À Liège, de fausses infirmières dépouillaient des retraités

Sous couvert de Covid, elles venaient à domicile. Il y a plus de 30 victimes et 100 000 euros de butin.

À Liège, de fausses infirmières dépouillaient des retraités
©AVPRESS

La criminalité est toujours prompte à s’adapter. Ainsi de la crise du Covid. Une organisation criminelle a réussi à extorquer de l’argent et des valeurs à des personnes âgées grâce à de fausses infirmières qui se présentaient chez elles.

Quatre mandats de perquisition ont été menés en région liégeoise et sept personnes ont été interpellées dans le cadre de cette enquête lancée début 2021 et concernant de fausses infirmières qui se présentaient chez des personnes âgées pour réaliser des tests Covid en vue de leur subtiliser de l’argent, a indiqué le parquet de Liège.

Le préjudice approche les 100 000 euros en liquide en plus de bijoux en or volés.

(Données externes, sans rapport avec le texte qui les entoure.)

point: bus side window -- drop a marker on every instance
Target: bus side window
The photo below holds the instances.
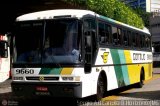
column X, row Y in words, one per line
column 129, row 38
column 103, row 32
column 125, row 38
column 114, row 35
column 119, row 36
column 133, row 40
column 3, row 50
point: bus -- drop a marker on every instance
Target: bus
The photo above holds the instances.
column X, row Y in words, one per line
column 4, row 58
column 77, row 53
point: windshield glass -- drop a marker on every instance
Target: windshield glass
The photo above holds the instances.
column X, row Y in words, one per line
column 46, row 42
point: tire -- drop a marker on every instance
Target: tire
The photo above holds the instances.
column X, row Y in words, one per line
column 100, row 88
column 141, row 83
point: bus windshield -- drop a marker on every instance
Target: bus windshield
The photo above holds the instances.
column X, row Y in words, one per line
column 47, row 41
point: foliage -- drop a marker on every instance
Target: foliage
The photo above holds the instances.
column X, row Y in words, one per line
column 113, row 9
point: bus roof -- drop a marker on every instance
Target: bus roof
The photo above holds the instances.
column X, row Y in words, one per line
column 50, row 14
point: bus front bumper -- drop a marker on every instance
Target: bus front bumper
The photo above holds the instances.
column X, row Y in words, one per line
column 55, row 89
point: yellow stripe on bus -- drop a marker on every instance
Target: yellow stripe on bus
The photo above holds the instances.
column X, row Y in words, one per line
column 66, row 71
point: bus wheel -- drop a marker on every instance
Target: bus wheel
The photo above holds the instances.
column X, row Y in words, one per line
column 141, row 83
column 100, row 88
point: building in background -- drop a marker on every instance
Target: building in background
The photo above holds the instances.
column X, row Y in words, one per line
column 152, row 6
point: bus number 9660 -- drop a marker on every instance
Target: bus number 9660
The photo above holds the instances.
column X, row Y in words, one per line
column 24, row 71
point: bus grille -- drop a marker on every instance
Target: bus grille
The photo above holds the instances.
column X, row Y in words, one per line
column 42, row 78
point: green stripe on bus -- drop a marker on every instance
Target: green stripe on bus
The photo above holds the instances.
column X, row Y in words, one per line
column 117, row 68
column 124, row 67
column 55, row 71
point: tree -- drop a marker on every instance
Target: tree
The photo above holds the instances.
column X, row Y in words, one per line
column 111, row 8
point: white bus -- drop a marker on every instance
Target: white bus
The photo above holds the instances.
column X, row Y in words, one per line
column 77, row 53
column 4, row 58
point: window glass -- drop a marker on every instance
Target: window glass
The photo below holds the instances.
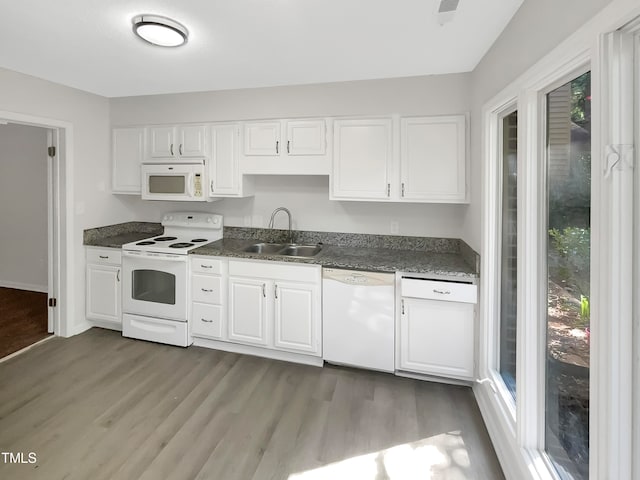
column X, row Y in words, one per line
column 509, row 251
column 568, row 260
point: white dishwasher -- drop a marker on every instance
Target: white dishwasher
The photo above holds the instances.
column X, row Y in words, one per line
column 358, row 327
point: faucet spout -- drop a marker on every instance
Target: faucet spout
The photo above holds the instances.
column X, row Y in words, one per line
column 273, row 215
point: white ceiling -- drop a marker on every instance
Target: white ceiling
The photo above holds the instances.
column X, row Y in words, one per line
column 89, row 44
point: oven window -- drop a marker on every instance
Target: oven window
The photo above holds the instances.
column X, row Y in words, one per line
column 154, row 286
column 167, row 184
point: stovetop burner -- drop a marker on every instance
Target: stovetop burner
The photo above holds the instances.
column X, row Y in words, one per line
column 181, row 245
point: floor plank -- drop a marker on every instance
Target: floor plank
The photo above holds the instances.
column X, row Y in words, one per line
column 23, row 319
column 105, row 407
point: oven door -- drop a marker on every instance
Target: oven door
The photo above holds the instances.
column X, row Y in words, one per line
column 155, row 285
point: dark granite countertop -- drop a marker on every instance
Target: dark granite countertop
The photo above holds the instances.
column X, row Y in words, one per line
column 440, row 257
column 114, row 236
column 439, row 264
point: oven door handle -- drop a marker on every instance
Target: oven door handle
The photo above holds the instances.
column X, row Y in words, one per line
column 165, row 257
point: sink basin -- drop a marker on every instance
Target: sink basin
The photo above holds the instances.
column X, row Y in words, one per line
column 300, row 250
column 286, row 249
column 265, row 248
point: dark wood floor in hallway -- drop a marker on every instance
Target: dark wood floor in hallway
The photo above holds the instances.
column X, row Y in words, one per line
column 23, row 319
column 100, row 406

Près de 30 victimes ont été dénombrées et douze faits ont été mis à l’instruction.

Les auteurs appartiennent à la communauté des gens du voyage sédentarisée, originaire d’ex-Yougoslavie. Il s’agissait d’une "véritable organisation criminelle familiale bien rodée dans laquelle chacun jouait un rôle", précise le parquet de Liège.

À chaque fois, le modus operandi était similaire. Les victimes ciblées étaient des personnes âgées aux domiciles desquelles les fausses infirmières se présentaient. Elles portaient des perruques et de fausses lunettes. D’emblée, elles sollicitent un paiement électronique de faible valeur via un faux terminal (digipass) dans lequel la victime introduisait sa carte et composait son code.

Les fausses infirmières voyaient ainsi le code. La victime était alors priée de se rendre à la salle de bains avec une des deux femmes pour faire le test. La deuxième subtilisait alors la carte de banque et recherchait les bijoux. Après un pseudo-test avec un coton-tige, elles quittaient les lieux.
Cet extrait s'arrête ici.